The surface is comprehensive enough to do real integration work. The next iterations probably aren't more API endpoints — they're the things you can't check off a feature list:

  • Real customer integrations — Zapier-style + dedicated. The /integrations/zapier and /integrations/slack pages are templates; the real value is the first 3-5 shipped integrations that turn the templates into Stripe metering.

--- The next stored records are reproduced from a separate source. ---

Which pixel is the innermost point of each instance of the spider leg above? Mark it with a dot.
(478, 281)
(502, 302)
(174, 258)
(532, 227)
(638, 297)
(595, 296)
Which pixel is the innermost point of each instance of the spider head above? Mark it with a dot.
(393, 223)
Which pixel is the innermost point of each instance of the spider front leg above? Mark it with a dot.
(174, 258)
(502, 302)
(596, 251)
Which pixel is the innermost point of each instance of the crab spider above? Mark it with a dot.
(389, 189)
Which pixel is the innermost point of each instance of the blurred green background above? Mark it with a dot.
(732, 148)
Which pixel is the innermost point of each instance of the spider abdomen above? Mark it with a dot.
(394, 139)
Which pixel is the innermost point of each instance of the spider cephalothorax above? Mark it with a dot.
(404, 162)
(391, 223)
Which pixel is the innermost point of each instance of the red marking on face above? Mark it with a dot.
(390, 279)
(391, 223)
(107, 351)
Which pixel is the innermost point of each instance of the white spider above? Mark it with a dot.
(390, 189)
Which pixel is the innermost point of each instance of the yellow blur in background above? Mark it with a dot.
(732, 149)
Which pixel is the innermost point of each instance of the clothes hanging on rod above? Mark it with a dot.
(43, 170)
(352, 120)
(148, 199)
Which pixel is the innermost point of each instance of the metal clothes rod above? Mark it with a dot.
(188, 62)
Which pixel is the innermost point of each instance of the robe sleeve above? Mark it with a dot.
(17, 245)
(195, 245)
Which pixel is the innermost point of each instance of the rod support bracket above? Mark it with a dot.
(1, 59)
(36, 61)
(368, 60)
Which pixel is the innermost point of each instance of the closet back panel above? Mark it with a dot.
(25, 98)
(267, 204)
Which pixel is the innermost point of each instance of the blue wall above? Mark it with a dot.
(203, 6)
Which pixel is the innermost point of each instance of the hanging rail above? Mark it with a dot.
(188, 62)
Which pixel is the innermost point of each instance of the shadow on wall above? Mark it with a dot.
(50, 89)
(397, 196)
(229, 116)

  • Per-key rate-limit overrides — a nullable column on the ApiKey row. Enterprise contracts negotiate caps without a code change. Already designed; ships on first ask.
  • Redis-backed limiter on horizontal scale. Drop-in replacement at lib/rate-limiter-redis.ts; environment-flag flip + cutover when needed.
  • SOC 2 prep — most of the work is documentation + evidence collection, not code change. The /trust hub, /security posture, /sla, audit log, and security.txt are the foundation.

Build smallest things that ship correctly, every iteration. Document what you didn't do. Factor the third copy. Cross-tenant 404, never 403.